A ministra do Supremo Tribunal Federal (STF), Cármen Lúcia, votou a favor de derrubar a flexibilização da Lei da Ficha Limpa nesta terça-feira (22). A magistrada entendeu que os trechos que limitam o prazo de inelegibilidade de políticos condenados são inconstitucionais. 

As flexibilizações, que diminuem o tempo de punição para deputados, senadores, vereadores, governadores e prefeitos, foram aprovadas no ano passado pelo Congresso Nacional. Segundo a ministra, as mudanças violam os princípios da probidade administrativa e moralidade pública e “estabelecem cenário de patente retrocesso”. 

“O Supremo Tribunal atua no sentido de afastar por antijurídicos quaisquer comportamentos e atos que impeçam, dificultem ou embacem a probidade administrativa e a moralidade pública inerente ao regime republicano”, argumentou Cármen Lúcia. “Não pode participar da vida política-eleitoral quem descumpre as normas constitucionais e legais”, frisou a ministra.

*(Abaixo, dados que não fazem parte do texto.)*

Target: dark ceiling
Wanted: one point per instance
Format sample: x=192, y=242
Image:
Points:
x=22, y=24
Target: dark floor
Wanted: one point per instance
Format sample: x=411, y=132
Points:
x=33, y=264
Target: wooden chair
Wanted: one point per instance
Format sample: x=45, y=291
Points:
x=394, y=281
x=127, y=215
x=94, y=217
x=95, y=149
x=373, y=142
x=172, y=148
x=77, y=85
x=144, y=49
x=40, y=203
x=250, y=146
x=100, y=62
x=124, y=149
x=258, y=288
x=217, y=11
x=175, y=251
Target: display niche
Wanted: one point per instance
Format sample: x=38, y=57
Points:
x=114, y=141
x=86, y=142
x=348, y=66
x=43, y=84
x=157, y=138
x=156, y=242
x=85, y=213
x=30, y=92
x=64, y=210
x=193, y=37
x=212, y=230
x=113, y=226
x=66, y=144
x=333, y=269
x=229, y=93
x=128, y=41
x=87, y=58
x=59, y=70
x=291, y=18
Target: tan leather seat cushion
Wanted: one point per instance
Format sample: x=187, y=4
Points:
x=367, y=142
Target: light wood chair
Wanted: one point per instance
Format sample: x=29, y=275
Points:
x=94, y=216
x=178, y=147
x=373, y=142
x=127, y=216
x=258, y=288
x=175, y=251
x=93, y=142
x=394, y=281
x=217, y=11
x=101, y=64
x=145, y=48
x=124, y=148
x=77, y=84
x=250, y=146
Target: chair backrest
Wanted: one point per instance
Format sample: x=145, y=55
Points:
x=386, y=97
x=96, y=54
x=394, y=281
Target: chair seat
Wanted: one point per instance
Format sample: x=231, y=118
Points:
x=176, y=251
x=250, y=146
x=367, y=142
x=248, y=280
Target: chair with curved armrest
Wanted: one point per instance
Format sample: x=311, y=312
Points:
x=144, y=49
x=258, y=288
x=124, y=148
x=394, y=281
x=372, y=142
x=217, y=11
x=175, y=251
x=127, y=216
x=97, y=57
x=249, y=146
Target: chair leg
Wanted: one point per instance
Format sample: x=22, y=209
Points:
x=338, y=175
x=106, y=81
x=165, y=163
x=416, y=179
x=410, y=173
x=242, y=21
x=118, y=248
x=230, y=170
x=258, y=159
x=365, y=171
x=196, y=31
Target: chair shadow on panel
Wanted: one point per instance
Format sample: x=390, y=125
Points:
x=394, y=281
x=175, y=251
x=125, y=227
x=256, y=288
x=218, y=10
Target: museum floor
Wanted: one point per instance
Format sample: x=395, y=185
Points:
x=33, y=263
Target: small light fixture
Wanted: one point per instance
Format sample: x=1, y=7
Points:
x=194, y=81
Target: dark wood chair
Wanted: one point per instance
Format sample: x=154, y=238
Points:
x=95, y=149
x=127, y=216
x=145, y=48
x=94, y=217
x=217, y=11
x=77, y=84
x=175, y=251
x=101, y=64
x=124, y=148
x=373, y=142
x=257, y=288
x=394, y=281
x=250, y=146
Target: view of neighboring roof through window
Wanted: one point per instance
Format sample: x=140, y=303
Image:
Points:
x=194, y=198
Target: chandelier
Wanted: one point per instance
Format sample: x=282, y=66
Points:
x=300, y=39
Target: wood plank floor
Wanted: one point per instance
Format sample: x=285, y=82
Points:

O voto de Cármen Lúcia aconteceu no âmbito de uma ação direta de inconstitucionalidade (ADI) que questiona as alterações na Lei da Ficha Limpa, que o Supremo iniciou o julgamento nesta sexta-feira (22). A análise acontece em plenário virtual e vai até a próxima sexta-feira (29). A ministra foi a primeira a se manifestar.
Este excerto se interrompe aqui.